Geoffrey Hinton, the godfather of ‘deep learning’—which helped Google’s AlphaGo beat a grandmaster—on the past, present and future of AI
In the right circles, it had all the buzz of a championship boxing match, and the tense sporting atmosphere of a Super Bowl. Millions of people tuned in on live streams to watch. The stakes, too, were high, at a million dollars. But in one corner was Lee Sedol, a South Korean grandmaster in the ancient and complex game of Go—and in the other, the AI program AlphaGo, designed by Google’s Deep Mind team.
The result, though, was hardly dramatic. With three straight victories to start the five-game series—Sedol was only able to take the fourth game—AlphaGo trounced the human Go star.

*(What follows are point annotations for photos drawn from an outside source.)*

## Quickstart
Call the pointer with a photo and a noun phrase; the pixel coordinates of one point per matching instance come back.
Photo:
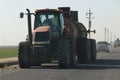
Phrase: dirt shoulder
(5, 60)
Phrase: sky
(106, 13)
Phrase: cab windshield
(46, 19)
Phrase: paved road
(107, 67)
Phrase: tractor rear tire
(63, 50)
(23, 52)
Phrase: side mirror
(21, 15)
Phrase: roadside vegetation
(8, 52)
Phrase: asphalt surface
(107, 67)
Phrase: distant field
(8, 52)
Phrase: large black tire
(93, 50)
(63, 50)
(24, 55)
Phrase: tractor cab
(49, 19)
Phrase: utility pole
(108, 35)
(105, 33)
(89, 22)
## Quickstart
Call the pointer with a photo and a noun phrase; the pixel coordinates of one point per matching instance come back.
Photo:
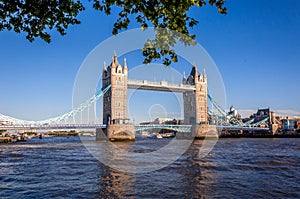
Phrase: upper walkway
(159, 86)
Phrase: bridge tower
(195, 102)
(195, 106)
(115, 102)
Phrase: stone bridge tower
(195, 102)
(115, 100)
(115, 103)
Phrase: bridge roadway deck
(137, 127)
(159, 86)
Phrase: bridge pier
(199, 132)
(116, 132)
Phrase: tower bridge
(116, 125)
(193, 88)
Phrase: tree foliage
(169, 17)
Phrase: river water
(235, 168)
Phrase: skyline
(248, 48)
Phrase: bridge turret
(125, 69)
(195, 103)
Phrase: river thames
(62, 167)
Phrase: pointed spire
(125, 64)
(113, 65)
(184, 78)
(104, 66)
(196, 74)
(115, 59)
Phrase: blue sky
(256, 47)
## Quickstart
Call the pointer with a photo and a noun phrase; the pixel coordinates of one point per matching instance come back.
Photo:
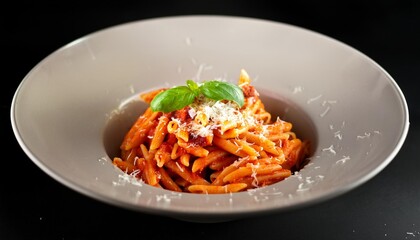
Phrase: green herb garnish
(178, 97)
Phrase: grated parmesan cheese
(217, 113)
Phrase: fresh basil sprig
(178, 97)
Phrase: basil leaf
(172, 99)
(218, 90)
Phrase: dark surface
(34, 206)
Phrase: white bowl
(72, 109)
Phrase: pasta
(211, 146)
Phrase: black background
(34, 206)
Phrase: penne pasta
(211, 146)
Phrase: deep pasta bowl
(73, 109)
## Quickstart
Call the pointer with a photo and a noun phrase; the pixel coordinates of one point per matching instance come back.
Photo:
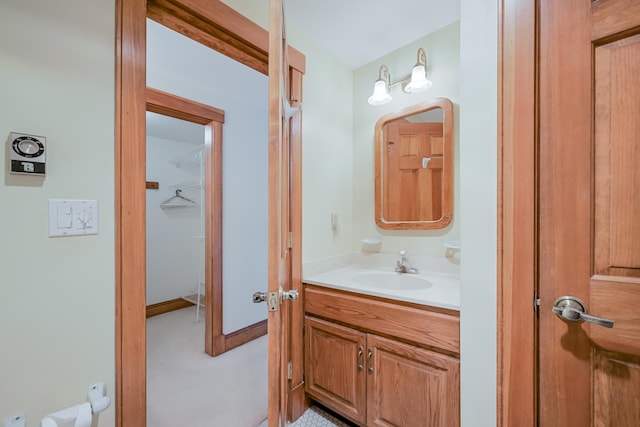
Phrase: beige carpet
(185, 387)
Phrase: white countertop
(442, 289)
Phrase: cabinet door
(409, 386)
(334, 367)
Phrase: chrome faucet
(403, 266)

If an elite human player losing a game to a computer feels like old hat—chess legend Garry Kasparov lost to Deep Blue two decades ago, and Jeopardy players fell to IBM’s Watson in 2011—this particular loss is actually particularly momentous. What made the AlphaGo victory so impressive is that the possibilities for a single move in Go are massive, even more so than in a game like chess. So a victory in this game calls for something far more than mere supercomputers and computing strength. It calls for “deep learning,” which uses neural networks, modelled after the brain’s neurons, that allow programs to effectively learn like humans do—by seeing the world, consuming data, and learning patterns and rules.

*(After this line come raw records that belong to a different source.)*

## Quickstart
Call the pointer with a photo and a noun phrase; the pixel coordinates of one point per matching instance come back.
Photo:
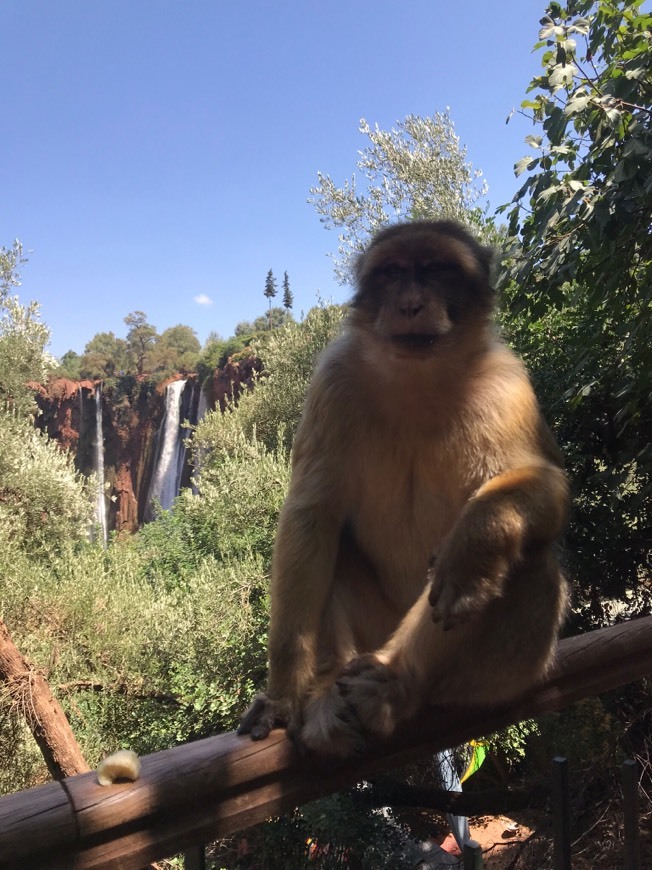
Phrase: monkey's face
(421, 287)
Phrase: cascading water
(170, 454)
(202, 408)
(98, 466)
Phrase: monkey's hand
(465, 578)
(264, 714)
(367, 701)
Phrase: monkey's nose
(410, 309)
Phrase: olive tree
(416, 170)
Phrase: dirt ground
(501, 838)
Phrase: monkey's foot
(458, 595)
(263, 715)
(367, 700)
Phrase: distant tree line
(177, 349)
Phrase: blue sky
(154, 152)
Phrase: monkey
(415, 559)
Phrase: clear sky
(156, 152)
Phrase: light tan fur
(414, 559)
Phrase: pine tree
(270, 292)
(288, 299)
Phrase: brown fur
(414, 558)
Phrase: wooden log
(220, 785)
(43, 713)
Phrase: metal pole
(472, 855)
(561, 813)
(630, 812)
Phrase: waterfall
(202, 408)
(98, 467)
(170, 453)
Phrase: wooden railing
(212, 788)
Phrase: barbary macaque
(415, 558)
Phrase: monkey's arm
(522, 508)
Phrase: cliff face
(233, 379)
(132, 411)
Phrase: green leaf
(525, 164)
(533, 141)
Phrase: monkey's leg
(494, 656)
(509, 517)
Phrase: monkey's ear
(359, 274)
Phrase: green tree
(288, 298)
(140, 339)
(416, 170)
(104, 356)
(176, 349)
(270, 292)
(10, 259)
(69, 366)
(23, 339)
(251, 330)
(578, 284)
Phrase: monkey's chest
(402, 504)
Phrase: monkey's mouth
(415, 340)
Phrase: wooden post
(561, 813)
(630, 811)
(220, 785)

These neural networks were, in the 1980s, once popular—then were dismissed as bunk by the AI establishment. But scientists like 68-year-old Geoffrey Hinton, a Canadian considered the “godfather of neural networks” who now splits his time between the University of Toronto and Google, pressed forward with the work. It turned out that his way was the right way; now that the power of computing has caught up with the algorithms, deep learning has become seen as technology’s next big thing, sparking bidding wars among companies like Google to buy up firms researching ways to use deep learning.
So while AlphaGo cruised to victory, the triumph actually represents something of a comeback story. For decades, the idea of “deep learning” was seen as scientific lunacy. It was only through the work of scientists like Hinton that it has become the next big thing—a way of programming that’s already influencing the apps we have in our own pockets.
In an interview with Maclean’s, Hinton explains what the future of deep learning holds, why we shouldn’t be afraid of AI, and whether or not he’s vindicated by its successes so far.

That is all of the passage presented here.